Imprisoned Human Rights Defender Narges Mohammadi Hospitalized in Tehran
Renowned human rights advocate Narges Mohammadi was transferred from Tehran’s Evin Prison to a hospital on June 30, 2018, due to severe kidney pain, her husband Taghi Rahmani informed the Center for Human Rights in Iran (CHRI).
“She was first taken to the prison clinic but she was in so much pain that she was given permission to be dispatched to a hospital and as far as I know, the doctors are checking her gallbladder and kidney stones,” Rahmani told CHRI in a phone interview from his residence in France.
“I don’t know if she needs to be operated on or how long she will remain hospitalized,” he added.
Following her hospitalization, Mohammadi’s lawyer expressed hope that she would not be taken back to prison.
“My client got sick Friday night [June 29],” attorney Mohammad Behzadi-Rad told the state-funded Iranian Labor News Agency. “I hope Ms. Mohammadi will be granted conditional leave.”

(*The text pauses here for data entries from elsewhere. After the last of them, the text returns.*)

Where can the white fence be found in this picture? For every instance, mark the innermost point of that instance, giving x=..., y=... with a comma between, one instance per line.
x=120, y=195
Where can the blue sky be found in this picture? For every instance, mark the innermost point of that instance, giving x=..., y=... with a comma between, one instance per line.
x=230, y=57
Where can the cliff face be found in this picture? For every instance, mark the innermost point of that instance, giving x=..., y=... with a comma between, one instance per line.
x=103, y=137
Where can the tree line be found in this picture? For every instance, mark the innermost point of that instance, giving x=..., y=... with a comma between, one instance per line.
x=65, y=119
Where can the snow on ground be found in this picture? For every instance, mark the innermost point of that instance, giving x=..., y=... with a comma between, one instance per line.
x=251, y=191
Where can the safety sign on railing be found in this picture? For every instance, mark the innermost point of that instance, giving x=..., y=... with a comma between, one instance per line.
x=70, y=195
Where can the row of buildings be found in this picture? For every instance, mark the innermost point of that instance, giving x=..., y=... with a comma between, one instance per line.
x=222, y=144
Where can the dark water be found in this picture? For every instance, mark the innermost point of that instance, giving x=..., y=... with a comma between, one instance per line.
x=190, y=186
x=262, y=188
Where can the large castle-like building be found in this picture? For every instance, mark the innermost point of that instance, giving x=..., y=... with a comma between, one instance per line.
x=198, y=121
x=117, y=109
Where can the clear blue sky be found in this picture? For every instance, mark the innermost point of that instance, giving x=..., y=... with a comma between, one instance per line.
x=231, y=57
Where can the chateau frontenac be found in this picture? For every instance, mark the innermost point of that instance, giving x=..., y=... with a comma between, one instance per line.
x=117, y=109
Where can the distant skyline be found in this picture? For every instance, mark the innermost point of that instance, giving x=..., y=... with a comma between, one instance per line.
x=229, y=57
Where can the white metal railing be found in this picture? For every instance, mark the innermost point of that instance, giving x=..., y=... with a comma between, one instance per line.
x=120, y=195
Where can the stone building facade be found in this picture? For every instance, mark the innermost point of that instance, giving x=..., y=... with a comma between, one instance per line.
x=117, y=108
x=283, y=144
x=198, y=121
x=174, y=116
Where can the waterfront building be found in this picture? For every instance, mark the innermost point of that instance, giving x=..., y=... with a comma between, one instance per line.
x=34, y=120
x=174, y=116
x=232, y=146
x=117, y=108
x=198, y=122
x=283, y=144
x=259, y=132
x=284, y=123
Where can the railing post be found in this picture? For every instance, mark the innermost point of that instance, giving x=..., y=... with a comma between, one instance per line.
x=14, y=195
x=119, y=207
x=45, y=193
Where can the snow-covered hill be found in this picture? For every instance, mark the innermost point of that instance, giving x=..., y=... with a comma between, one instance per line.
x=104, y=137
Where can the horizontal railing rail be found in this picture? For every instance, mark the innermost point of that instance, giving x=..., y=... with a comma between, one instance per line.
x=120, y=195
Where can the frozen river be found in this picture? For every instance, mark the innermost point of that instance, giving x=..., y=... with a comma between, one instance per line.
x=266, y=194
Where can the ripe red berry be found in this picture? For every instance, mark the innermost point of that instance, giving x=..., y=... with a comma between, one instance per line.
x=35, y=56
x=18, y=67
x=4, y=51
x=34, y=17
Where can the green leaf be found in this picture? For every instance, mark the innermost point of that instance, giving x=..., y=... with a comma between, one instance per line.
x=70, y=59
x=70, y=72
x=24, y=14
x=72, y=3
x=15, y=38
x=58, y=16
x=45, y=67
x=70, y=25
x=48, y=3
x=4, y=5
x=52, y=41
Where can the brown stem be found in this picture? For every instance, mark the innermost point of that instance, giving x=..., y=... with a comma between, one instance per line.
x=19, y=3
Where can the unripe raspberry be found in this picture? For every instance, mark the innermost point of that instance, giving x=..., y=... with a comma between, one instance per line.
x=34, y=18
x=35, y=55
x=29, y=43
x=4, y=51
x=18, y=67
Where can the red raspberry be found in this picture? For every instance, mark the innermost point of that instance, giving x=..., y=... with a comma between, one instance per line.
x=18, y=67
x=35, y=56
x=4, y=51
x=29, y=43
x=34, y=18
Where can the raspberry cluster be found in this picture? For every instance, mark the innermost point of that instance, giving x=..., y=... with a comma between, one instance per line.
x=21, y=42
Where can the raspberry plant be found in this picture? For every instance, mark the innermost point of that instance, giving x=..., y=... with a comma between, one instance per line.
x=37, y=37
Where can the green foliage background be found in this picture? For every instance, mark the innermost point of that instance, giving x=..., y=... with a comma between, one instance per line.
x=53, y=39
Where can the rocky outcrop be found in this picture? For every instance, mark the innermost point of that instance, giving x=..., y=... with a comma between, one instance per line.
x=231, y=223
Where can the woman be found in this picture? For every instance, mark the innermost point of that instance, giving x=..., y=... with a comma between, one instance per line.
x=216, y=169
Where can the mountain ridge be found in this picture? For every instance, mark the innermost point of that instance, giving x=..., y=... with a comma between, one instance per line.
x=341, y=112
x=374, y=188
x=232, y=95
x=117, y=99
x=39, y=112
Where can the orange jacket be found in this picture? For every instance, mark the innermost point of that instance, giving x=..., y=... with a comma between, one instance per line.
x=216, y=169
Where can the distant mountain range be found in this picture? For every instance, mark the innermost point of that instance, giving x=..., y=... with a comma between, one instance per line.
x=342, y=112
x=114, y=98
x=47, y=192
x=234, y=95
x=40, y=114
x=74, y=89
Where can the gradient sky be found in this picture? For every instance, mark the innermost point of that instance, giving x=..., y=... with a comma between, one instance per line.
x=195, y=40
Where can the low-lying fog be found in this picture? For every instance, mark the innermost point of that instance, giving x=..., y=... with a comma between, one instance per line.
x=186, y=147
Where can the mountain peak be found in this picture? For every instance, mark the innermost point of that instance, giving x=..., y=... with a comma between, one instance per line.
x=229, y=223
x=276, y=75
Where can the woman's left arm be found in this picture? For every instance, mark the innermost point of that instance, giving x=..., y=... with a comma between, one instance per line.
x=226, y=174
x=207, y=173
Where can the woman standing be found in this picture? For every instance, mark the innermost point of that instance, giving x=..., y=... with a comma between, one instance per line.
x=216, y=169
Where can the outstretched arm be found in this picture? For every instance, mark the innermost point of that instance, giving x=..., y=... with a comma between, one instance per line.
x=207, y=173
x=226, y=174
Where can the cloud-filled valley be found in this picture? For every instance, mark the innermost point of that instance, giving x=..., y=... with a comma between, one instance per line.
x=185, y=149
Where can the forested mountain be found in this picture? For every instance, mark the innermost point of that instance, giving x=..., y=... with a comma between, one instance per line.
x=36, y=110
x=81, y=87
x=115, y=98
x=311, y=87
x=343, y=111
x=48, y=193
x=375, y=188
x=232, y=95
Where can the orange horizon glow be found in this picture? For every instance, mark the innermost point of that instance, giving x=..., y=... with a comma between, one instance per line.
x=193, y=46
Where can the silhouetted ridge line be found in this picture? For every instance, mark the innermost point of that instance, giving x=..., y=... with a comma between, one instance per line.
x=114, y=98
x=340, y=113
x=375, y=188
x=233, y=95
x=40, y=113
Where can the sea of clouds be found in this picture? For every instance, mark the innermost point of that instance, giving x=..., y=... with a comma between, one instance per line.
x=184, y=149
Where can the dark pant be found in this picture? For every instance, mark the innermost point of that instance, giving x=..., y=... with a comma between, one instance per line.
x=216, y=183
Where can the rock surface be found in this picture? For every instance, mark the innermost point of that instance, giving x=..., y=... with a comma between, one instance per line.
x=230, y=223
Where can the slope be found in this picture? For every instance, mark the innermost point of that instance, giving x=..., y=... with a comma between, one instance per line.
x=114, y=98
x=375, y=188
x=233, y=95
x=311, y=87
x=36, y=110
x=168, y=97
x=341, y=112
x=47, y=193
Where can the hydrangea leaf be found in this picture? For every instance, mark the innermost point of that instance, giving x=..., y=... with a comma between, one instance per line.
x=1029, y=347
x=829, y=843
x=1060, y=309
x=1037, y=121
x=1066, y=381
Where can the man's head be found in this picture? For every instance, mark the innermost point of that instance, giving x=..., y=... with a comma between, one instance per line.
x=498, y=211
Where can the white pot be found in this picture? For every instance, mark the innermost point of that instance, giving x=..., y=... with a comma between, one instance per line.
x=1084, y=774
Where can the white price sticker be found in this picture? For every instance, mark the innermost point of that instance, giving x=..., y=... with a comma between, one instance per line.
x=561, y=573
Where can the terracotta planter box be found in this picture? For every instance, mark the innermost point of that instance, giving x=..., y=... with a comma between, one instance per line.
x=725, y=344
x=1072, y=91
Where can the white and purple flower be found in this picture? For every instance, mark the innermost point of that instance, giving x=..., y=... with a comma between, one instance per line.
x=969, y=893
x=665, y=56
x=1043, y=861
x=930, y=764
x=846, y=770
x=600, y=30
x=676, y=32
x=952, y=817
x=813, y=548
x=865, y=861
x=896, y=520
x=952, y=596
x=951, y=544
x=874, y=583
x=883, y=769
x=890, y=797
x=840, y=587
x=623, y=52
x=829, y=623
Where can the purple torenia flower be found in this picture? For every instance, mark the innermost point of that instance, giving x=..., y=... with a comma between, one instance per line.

Arrested in May 2016, Mohammadi, 46, is serving a 16-year prison sentence for her public advocacy of women’s and human rights. She will be eligible for release after serving 10 years.
The recipient of the 2018 Andrei Sakharov Prize from the American Physical Society, Mohammadi, who majored in physics at Imam Khomeini University in the city of Qazvin, was a spokesperson for the now-banned Defenders of Human Rights Center.
“The path to democracy in Iran lies not through violence, war, or military action by a foreign government, but through organizing and strengthening civil society institutions. The government knows this only too well,” said Mohammadi in a speech that was read on her behalf on April 16, 2018, by Iranian American academic Nayereh Tohidi, who accepted the award on Mohammadi’s behalf in Columbus, Ohio.
She was previously incarcerated in 2009 and sentenced to 11 years in prison on charges of “assembly and collusion against national security,” “membership in the Defenders of Human Rights Center,” and “propaganda against the state.” Upon appeal, her sentence was reduced to six years behind bars and she was released in 2013 on medical grounds.